Should I call up apple tomorrow and ask them about it?


----------



## g/re/p (Jan 25, 2006)

https://appleseed.apple.com:443/cgi-bin/WebObjects/SeedPortal.woa/wa/toLoginPage


----------



## Slutty Bear (Jan 25, 2006)

yeah that is the link I got.  So are you saying it is okay?


----------



## symphonix (Jan 26, 2006)

Looks like they're not taking sign-ups at the moment anyway.



> We are currently not seeking new participants for the Apple Software Customer Seeding program.


----------



## ksv (Jan 26, 2006)

«Slutty Bear», did you receive an invitation because you bought an Intel based Mac?

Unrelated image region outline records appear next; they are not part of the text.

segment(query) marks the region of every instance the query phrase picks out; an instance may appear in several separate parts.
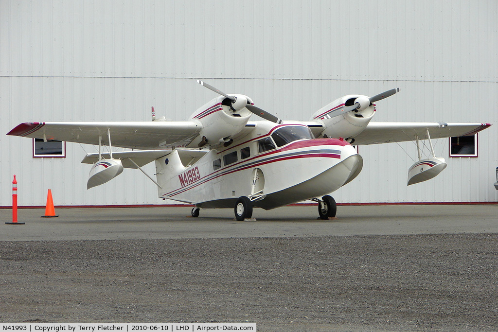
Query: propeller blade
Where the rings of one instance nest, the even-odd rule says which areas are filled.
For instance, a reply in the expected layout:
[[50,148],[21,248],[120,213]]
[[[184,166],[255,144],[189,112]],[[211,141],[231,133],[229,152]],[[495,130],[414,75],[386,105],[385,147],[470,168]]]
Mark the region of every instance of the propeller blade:
[[229,96],[228,95],[227,95],[227,94],[225,93],[224,92],[220,91],[220,90],[219,90],[218,89],[216,89],[216,88],[215,88],[213,86],[210,85],[208,84],[207,83],[206,83],[206,82],[203,82],[203,81],[201,81],[200,80],[197,80],[197,83],[199,83],[199,84],[200,84],[201,85],[202,85],[203,87],[206,87],[206,88],[207,88],[208,89],[209,89],[210,90],[211,90],[212,91],[214,91],[216,93],[219,94],[220,95],[221,95],[222,96],[223,96],[223,97],[225,97],[226,98],[228,98],[229,99],[230,99],[230,100],[231,100],[232,102],[235,102],[236,101],[236,100],[237,99],[237,98],[236,98],[235,97],[232,97],[231,96]]
[[327,115],[330,117],[334,117],[335,116],[338,116],[340,115],[341,114],[345,114],[348,112],[351,112],[352,111],[354,111],[356,110],[359,107],[358,104],[355,104],[354,105],[351,105],[351,106],[346,106],[344,109],[337,109],[335,111],[333,111]]
[[275,115],[272,114],[270,114],[265,111],[261,110],[258,107],[256,107],[254,105],[248,104],[246,106],[246,108],[258,116],[261,116],[265,120],[271,121],[271,122],[278,123],[278,124],[282,123],[282,120]]
[[378,95],[374,96],[373,97],[370,97],[369,99],[370,100],[370,102],[373,104],[375,102],[378,102],[378,101],[384,99],[384,98],[390,97],[396,92],[399,92],[399,88],[391,89],[391,90],[388,90],[385,92],[383,92],[381,94],[379,94]]

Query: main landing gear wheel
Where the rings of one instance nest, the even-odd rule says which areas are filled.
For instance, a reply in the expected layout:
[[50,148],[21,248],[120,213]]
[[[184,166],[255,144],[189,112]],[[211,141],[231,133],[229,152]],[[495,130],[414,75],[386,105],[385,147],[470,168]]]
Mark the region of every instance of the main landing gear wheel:
[[335,200],[331,196],[326,195],[322,198],[323,200],[324,207],[322,208],[321,203],[318,204],[318,214],[320,215],[320,219],[327,220],[329,218],[336,216],[336,213],[337,212],[337,205],[336,204]]
[[239,221],[252,217],[252,203],[246,196],[241,196],[235,203],[235,219]]
[[201,209],[199,208],[196,207],[192,209],[192,216],[194,218],[197,218],[199,217],[199,211]]

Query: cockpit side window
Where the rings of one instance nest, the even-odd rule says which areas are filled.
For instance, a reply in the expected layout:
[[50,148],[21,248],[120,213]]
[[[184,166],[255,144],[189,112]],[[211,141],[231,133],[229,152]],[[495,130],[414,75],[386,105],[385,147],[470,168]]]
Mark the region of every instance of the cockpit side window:
[[265,151],[273,150],[276,148],[275,144],[271,137],[266,137],[262,139],[260,139],[257,141],[257,146],[259,152],[264,152]]
[[275,143],[278,147],[299,139],[312,139],[313,134],[307,127],[303,126],[286,126],[275,130],[271,134]]

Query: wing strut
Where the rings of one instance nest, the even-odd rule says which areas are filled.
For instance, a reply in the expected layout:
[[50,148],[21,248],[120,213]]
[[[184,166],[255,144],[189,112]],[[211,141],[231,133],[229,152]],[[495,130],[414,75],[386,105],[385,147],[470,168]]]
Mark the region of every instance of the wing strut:
[[151,181],[152,181],[152,182],[153,182],[154,183],[156,184],[156,186],[157,186],[157,187],[159,187],[161,189],[162,189],[162,187],[161,186],[161,185],[160,185],[159,184],[157,183],[155,181],[155,180],[154,180],[153,179],[152,179],[152,178],[151,176],[150,176],[150,175],[149,175],[148,174],[147,174],[146,173],[145,173],[145,171],[144,171],[143,169],[142,169],[141,167],[140,167],[139,166],[138,166],[138,165],[137,165],[136,163],[134,161],[133,161],[133,159],[132,159],[131,158],[128,158],[128,160],[129,160],[130,161],[131,161],[131,163],[133,163],[133,165],[134,165],[135,166],[136,166],[136,167],[137,167],[137,168],[138,168],[140,171],[141,171],[142,173],[143,173],[145,175],[145,176],[146,176],[147,178],[148,178],[149,179],[150,179],[151,180]]

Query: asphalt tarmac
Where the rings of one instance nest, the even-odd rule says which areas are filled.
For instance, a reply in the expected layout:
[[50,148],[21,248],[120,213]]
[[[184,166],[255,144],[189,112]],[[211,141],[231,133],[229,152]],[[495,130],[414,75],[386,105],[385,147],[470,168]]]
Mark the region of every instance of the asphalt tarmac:
[[337,220],[317,220],[316,207],[254,209],[255,221],[234,220],[232,209],[190,208],[20,209],[19,221],[0,210],[0,241],[157,239],[498,233],[498,205],[338,207]]
[[0,323],[498,331],[498,205],[0,210]]

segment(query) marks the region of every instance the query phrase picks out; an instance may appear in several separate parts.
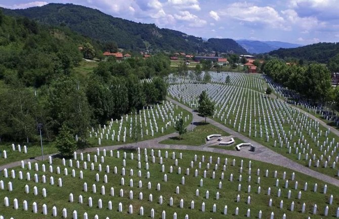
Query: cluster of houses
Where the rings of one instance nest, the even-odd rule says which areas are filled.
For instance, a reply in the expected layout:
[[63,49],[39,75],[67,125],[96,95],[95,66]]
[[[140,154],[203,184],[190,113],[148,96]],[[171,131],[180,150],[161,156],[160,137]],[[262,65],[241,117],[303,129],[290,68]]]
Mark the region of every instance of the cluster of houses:
[[[106,57],[114,56],[117,60],[126,59],[132,57],[128,53],[123,55],[119,52],[117,53],[105,52],[103,55]],[[143,54],[143,53],[142,55],[144,59],[151,57],[150,55]],[[250,55],[241,55],[239,58],[240,59],[243,57],[245,57],[247,61],[246,63],[243,64],[244,70],[248,73],[257,73],[257,66],[253,63],[254,61],[256,61],[256,57]],[[185,53],[175,53],[173,56],[169,57],[169,59],[171,60],[179,60],[179,59],[185,60],[185,64],[186,65],[189,65],[190,61],[192,60],[196,62],[200,62],[201,60],[208,60],[219,66],[226,65],[229,64],[227,58],[218,56],[213,56],[212,55],[210,56],[195,56],[193,55],[187,55]],[[259,62],[262,64],[264,61],[259,60]]]

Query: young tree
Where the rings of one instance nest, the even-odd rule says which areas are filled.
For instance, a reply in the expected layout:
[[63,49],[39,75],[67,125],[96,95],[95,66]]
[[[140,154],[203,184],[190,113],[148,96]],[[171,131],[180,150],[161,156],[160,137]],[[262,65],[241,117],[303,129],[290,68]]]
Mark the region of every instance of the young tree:
[[201,80],[201,73],[202,71],[201,70],[201,66],[200,65],[197,65],[195,66],[195,69],[194,70],[194,73],[195,74],[195,77],[197,80]]
[[272,94],[272,89],[269,86],[268,87],[265,93],[268,96],[269,96],[271,94]]
[[184,120],[182,118],[181,118],[180,119],[177,121],[174,128],[179,134],[179,140],[181,139],[182,135],[187,132],[187,128],[184,127]]
[[199,96],[198,103],[198,111],[201,116],[205,117],[205,122],[206,122],[206,117],[213,115],[214,104],[209,99],[205,91],[203,91]]
[[226,76],[226,79],[225,80],[225,82],[226,83],[231,83],[231,77],[230,77],[230,75],[227,75],[227,76]]
[[77,149],[76,142],[69,128],[63,124],[59,135],[56,139],[56,146],[63,157],[69,157]]
[[210,74],[209,74],[209,73],[208,72],[205,72],[205,74],[203,76],[203,82],[208,83],[210,82],[211,77],[210,76]]
[[89,42],[84,43],[82,49],[83,58],[92,59],[95,56],[95,50],[93,46]]
[[133,140],[136,142],[136,145],[138,146],[138,142],[141,139],[141,126],[140,123],[138,122],[138,116],[136,116],[137,112],[136,111],[136,118],[137,120],[135,121],[134,127],[133,128]]

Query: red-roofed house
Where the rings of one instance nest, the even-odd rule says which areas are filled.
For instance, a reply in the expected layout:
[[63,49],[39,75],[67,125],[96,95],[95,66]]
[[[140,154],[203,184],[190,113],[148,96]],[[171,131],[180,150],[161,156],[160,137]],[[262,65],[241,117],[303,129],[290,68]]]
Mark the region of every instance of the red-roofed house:
[[256,61],[255,59],[247,59],[247,62],[249,62],[250,63],[252,63],[252,64],[253,64],[253,63],[255,61]]
[[257,66],[248,66],[248,73],[257,73]]
[[105,52],[102,55],[105,56],[114,56],[117,60],[121,60],[123,58],[121,53],[117,52],[116,53],[112,53],[109,52]]
[[218,63],[223,65],[228,64],[227,59],[224,58],[219,58],[218,59]]
[[244,66],[255,66],[255,65],[250,62],[247,62],[246,64],[244,64]]
[[132,57],[132,56],[129,54],[128,53],[126,53],[126,54],[125,54],[125,55],[123,55],[123,58],[124,59],[128,59],[129,58],[131,58]]

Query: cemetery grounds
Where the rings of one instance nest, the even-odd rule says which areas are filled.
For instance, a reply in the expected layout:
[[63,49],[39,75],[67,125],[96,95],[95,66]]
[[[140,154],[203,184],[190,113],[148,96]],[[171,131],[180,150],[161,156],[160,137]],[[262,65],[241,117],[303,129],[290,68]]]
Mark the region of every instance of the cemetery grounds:
[[[231,82],[225,84],[227,75]],[[196,106],[199,95],[206,90],[216,103],[214,120],[337,180],[336,136],[303,111],[266,97],[262,75],[211,75],[212,82],[207,83],[173,77],[169,95],[190,107]],[[51,156],[43,162],[23,161],[4,169],[0,215],[76,219],[339,216],[339,187],[302,173],[191,148],[173,150],[171,145],[157,145],[159,149],[145,149],[129,144],[133,142],[129,131],[133,119],[142,122],[143,136],[151,139],[174,132],[171,128],[179,117],[187,125],[189,114],[164,102],[89,130],[94,144],[109,146],[78,151],[66,159]]]

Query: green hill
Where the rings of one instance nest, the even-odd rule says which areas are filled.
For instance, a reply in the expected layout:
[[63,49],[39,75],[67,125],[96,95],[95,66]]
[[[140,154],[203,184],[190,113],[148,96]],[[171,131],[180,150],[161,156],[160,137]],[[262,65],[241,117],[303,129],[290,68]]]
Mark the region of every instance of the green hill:
[[[201,37],[154,24],[142,24],[113,17],[100,11],[73,4],[49,4],[40,7],[14,10],[2,9],[12,16],[26,16],[43,24],[66,26],[71,29],[102,42],[114,41],[127,50],[152,49],[167,51],[202,52],[213,50],[215,43]],[[214,41],[214,40],[212,40]],[[243,48],[231,39],[224,40],[218,52],[232,50],[242,53]]]
[[309,61],[327,63],[329,59],[339,53],[339,44],[334,42],[319,42],[293,49],[279,49],[269,54],[280,58],[292,58]]
[[233,51],[235,53],[244,54],[246,54],[246,50],[241,47],[232,39],[218,39],[211,38],[207,42],[212,50],[215,51],[228,52]]

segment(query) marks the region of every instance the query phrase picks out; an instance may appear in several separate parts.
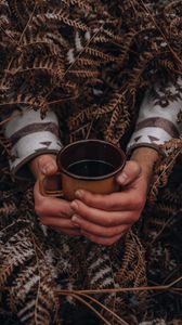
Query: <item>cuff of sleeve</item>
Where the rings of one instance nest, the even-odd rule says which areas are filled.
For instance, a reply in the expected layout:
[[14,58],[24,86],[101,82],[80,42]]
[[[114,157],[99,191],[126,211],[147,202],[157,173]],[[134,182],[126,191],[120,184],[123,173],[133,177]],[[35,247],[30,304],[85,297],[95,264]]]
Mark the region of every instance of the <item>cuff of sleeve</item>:
[[57,154],[62,144],[50,132],[31,133],[20,139],[12,147],[10,169],[13,178],[29,179],[31,173],[27,162],[32,158],[44,154]]
[[136,147],[147,146],[156,150],[159,154],[166,155],[161,145],[169,141],[171,135],[161,128],[147,127],[136,130],[128,143],[127,151],[130,154]]

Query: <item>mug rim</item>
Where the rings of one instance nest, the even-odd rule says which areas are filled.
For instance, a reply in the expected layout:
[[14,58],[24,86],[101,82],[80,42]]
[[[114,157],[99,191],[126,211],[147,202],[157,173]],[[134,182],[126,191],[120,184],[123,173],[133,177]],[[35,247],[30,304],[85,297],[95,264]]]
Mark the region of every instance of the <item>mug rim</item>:
[[[106,145],[110,145],[113,146],[121,156],[121,165],[116,168],[114,171],[109,172],[109,173],[106,173],[104,176],[99,176],[99,177],[84,177],[84,176],[77,176],[70,171],[68,171],[66,168],[64,168],[61,164],[60,164],[60,156],[66,151],[68,150],[70,146],[74,146],[74,145],[77,145],[79,143],[88,143],[88,142],[98,142],[98,143],[102,143],[102,144],[106,144]],[[116,146],[115,144],[113,144],[112,142],[108,142],[108,141],[105,141],[105,140],[100,140],[100,139],[84,139],[84,140],[78,140],[78,141],[75,141],[75,142],[72,142],[67,145],[65,145],[64,147],[61,148],[61,151],[57,153],[57,156],[56,156],[56,162],[57,162],[57,167],[58,167],[58,171],[67,174],[68,177],[73,178],[73,179],[76,179],[76,180],[83,180],[83,181],[102,181],[102,180],[105,180],[105,179],[109,179],[110,177],[114,177],[116,173],[118,173],[120,170],[122,170],[122,168],[125,167],[126,165],[126,154],[125,152]]]

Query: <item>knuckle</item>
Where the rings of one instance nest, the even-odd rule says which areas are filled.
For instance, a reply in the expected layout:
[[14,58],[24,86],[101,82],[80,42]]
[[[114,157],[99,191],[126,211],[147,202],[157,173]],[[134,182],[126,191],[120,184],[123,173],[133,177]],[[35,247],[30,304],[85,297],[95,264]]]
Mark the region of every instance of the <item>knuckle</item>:
[[44,212],[44,208],[43,208],[43,205],[40,205],[40,204],[36,204],[35,205],[35,211],[38,216],[42,216],[43,212]]
[[113,218],[112,217],[107,217],[104,221],[104,225],[105,226],[112,226],[113,225]]
[[145,205],[145,197],[143,195],[138,194],[134,198],[133,204],[134,204],[135,210],[142,209]]

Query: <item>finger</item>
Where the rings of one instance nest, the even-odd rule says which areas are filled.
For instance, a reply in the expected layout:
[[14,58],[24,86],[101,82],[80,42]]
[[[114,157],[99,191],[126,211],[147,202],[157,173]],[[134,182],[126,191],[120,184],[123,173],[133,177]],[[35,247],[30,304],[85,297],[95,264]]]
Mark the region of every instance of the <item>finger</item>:
[[95,244],[105,245],[105,246],[110,246],[110,245],[115,244],[122,236],[122,234],[120,234],[120,235],[112,237],[112,238],[104,238],[104,237],[98,237],[95,235],[91,235],[87,232],[81,232],[81,234],[84,235],[91,242],[93,242]]
[[130,224],[139,219],[140,211],[104,211],[88,207],[80,200],[74,200],[70,204],[75,210],[75,214],[83,219],[104,226],[114,226],[122,224]]
[[81,229],[81,231],[86,231],[89,234],[102,236],[106,238],[115,237],[123,232],[126,232],[130,225],[121,224],[117,226],[105,227],[102,225],[94,224],[86,219],[80,218],[77,214],[74,214],[72,218],[74,225],[77,225]]
[[128,188],[127,191],[101,195],[78,190],[76,192],[76,197],[83,202],[87,206],[105,211],[135,210],[136,208],[140,208],[140,206],[143,206],[145,195],[142,191],[140,191],[140,188],[138,191],[133,191],[133,188]]
[[39,170],[47,176],[54,174],[57,171],[57,165],[54,156],[41,155],[38,158]]
[[63,218],[54,218],[54,217],[40,217],[40,222],[48,226],[56,226],[62,229],[72,229],[78,230],[78,225],[74,225],[70,219],[63,219]]
[[120,185],[128,185],[140,177],[142,169],[136,161],[127,161],[122,171],[117,176],[116,181]]
[[35,210],[38,216],[60,216],[69,218],[74,213],[69,202],[56,197],[42,196],[39,192],[38,182],[34,188],[34,196]]
[[65,234],[65,235],[69,235],[69,236],[81,236],[81,232],[80,230],[72,230],[72,229],[61,229],[57,226],[51,226],[51,229],[53,229],[54,231]]

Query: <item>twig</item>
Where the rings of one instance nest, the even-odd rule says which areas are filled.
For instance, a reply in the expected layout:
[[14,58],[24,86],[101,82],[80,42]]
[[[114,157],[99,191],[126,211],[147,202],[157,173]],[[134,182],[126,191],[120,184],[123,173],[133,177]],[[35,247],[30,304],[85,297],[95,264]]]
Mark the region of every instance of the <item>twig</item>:
[[102,309],[105,309],[105,311],[107,311],[108,313],[110,313],[114,317],[116,317],[116,320],[119,322],[119,324],[121,325],[129,325],[126,321],[121,320],[113,310],[108,309],[106,306],[104,306],[103,303],[101,303],[99,300],[96,300],[95,298],[86,295],[86,294],[81,294],[81,296],[87,297],[88,299],[92,300],[93,302],[95,302],[98,306],[100,306]]
[[[67,295],[102,295],[102,294],[112,294],[112,292],[129,292],[129,291],[151,291],[151,290],[169,290],[171,289],[177,283],[182,281],[182,276],[178,277],[173,282],[168,285],[160,285],[160,286],[141,286],[141,287],[128,287],[128,288],[109,288],[109,289],[90,289],[90,290],[56,290],[57,295],[63,295],[63,292]],[[172,288],[173,289],[173,288]]]

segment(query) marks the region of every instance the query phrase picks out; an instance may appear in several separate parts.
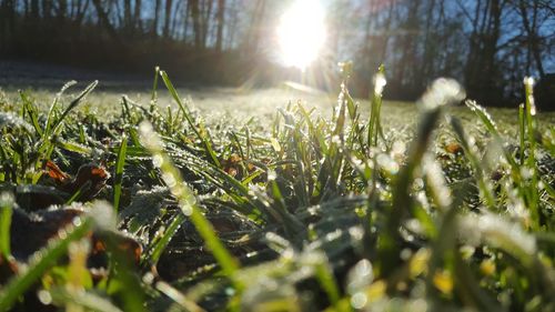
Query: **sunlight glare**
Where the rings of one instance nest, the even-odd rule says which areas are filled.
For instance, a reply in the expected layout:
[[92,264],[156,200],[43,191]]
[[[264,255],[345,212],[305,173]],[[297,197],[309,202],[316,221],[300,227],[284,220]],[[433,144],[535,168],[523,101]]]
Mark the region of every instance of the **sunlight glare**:
[[304,70],[317,58],[325,41],[324,10],[319,0],[295,0],[278,27],[281,56],[286,66]]

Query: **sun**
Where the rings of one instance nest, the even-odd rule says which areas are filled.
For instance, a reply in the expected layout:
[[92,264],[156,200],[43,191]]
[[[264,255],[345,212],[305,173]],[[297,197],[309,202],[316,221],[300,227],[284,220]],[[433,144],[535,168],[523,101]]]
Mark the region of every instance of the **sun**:
[[294,0],[278,27],[281,57],[301,70],[313,62],[325,42],[324,10],[319,0]]

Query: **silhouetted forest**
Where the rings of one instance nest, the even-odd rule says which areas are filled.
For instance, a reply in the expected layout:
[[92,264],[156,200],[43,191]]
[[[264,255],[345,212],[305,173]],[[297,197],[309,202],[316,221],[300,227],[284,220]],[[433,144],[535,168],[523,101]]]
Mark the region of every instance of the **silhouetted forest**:
[[[275,52],[275,24],[290,2],[0,0],[0,56],[127,72],[160,64],[189,81],[269,83],[292,72],[281,69]],[[367,94],[384,63],[389,98],[415,99],[431,80],[447,76],[484,104],[512,104],[522,98],[523,77],[533,76],[544,108],[551,105],[551,0],[322,2],[326,49],[307,69],[319,84],[333,85],[336,62],[352,59],[359,95]],[[321,87],[336,87],[330,85]]]

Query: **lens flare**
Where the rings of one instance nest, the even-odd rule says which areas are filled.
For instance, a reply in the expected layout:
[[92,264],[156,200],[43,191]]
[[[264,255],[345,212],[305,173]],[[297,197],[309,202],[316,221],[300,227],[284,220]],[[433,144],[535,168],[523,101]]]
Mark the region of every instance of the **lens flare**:
[[304,70],[325,42],[324,10],[319,0],[295,0],[278,27],[282,60]]

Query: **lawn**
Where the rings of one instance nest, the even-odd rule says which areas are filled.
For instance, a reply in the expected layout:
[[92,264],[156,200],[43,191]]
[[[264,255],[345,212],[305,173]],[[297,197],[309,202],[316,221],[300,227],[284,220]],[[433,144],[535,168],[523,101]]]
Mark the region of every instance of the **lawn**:
[[94,87],[0,94],[0,311],[555,310],[531,101]]

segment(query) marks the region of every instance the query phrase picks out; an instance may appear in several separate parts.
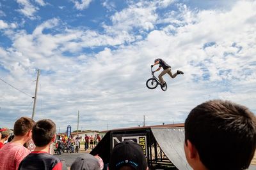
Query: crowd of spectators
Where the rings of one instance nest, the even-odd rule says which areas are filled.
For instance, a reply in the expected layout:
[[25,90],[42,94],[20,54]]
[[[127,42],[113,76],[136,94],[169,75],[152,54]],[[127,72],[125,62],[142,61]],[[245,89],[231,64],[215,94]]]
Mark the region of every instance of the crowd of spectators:
[[[184,129],[184,152],[193,169],[243,170],[249,167],[256,148],[256,117],[245,106],[221,100],[204,103],[188,114]],[[21,117],[14,124],[14,137],[6,144],[10,131],[1,128],[0,132],[0,169],[63,169],[60,159],[49,153],[56,137],[56,125],[52,120],[35,122]],[[32,152],[25,145],[31,138],[36,146]],[[92,139],[86,135],[85,149]],[[58,141],[56,148],[74,143],[78,152],[80,139],[79,137],[64,136]],[[74,152],[74,147],[71,151]],[[58,152],[60,154],[61,151]],[[103,168],[101,158],[88,153],[78,157],[70,167],[71,170]],[[141,146],[127,140],[114,146],[108,169],[147,170],[148,167]]]

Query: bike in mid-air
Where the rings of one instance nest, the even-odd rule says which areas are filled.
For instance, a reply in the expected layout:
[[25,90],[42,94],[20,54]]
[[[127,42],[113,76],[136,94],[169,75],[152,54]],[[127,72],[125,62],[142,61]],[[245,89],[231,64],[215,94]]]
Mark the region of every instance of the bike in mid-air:
[[152,67],[151,67],[151,74],[152,74],[152,78],[149,78],[146,83],[147,87],[149,89],[154,89],[159,85],[160,85],[161,89],[162,89],[163,91],[167,90],[167,84],[165,83],[165,86],[163,86],[160,82],[160,80],[158,80],[156,76],[154,75],[154,72],[152,71]]

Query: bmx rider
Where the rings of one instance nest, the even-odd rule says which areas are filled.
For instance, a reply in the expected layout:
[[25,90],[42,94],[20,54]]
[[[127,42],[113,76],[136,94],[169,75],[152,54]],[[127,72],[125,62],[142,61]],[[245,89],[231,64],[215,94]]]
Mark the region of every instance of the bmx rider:
[[163,67],[163,69],[164,69],[161,73],[158,76],[158,78],[159,78],[160,82],[161,83],[161,85],[163,87],[165,87],[166,85],[166,83],[164,80],[164,79],[163,78],[163,76],[168,73],[170,76],[172,78],[174,78],[176,77],[176,76],[177,74],[183,74],[184,73],[180,70],[177,70],[177,72],[175,73],[174,73],[173,74],[172,73],[171,71],[171,66],[170,66],[168,64],[167,64],[163,60],[162,60],[161,59],[157,59],[154,60],[154,65],[151,65],[151,67],[153,67],[154,66],[156,66],[157,64],[159,64],[159,67],[155,71],[154,71],[153,72],[155,73],[156,71],[158,71],[160,70],[161,67]]

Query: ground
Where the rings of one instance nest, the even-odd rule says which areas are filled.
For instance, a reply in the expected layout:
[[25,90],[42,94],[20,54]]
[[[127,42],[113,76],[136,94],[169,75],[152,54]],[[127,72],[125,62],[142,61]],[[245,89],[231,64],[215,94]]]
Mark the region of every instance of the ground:
[[81,145],[79,153],[61,153],[61,155],[54,155],[55,156],[60,158],[63,164],[66,165],[66,167],[69,170],[71,166],[71,164],[75,160],[75,159],[83,155],[84,153],[87,153],[91,152],[92,150],[89,150],[88,151],[84,150],[84,145]]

Do you have a link to the page which you signed up from?

I'm an AppleSeed member and can confirm the legitimacy of the site


----------



## sinclair_tm (Jan 28, 2006)

well if you say you are a member, or are you really one of the ones stealing identities?  no really, if you are a member, then cool.  i'm just not buying it because there is no link, or info that can be found on apple's site.  i even searched it, and no info.  which leads me to think its a scam.  but if more people can say they are members, then cool, where can i sign up?


----------



## ex2bot (Jan 29, 2006)

I've heard of this. 

Slutty Bear: I take it you got an Intel iMac? Perhaps Apple wants to use you as a beta tester. 

Doug


----------



## fryke (Jan 29, 2006)

A scam on apple.com? Yeah, right.  ... Really: AppleSeed is Apple's seeding program besides "normal" ADC packages.


----------



## texanpenguin (Jan 29, 2006)

sinclair_tm said:
			
		

> well if you say you are a member, or are you really one of the ones stealing identities?  no really, if you are a member, then cool.  i'm just not buying it because there is no link, or info that can be found on apple's site.  i even searched it, and no info.  which leads me to think its a scam.  but if more people can say they are members, then cool, where can i sign up?



If you, personally, type "appleseed.apple.com" in the location bar of Safari and press return, it's not possible that it's an IDN spoof (used by phishers).

It's a real site run by the real Apple. However they don't want new participants at the moment (according to the site).


----------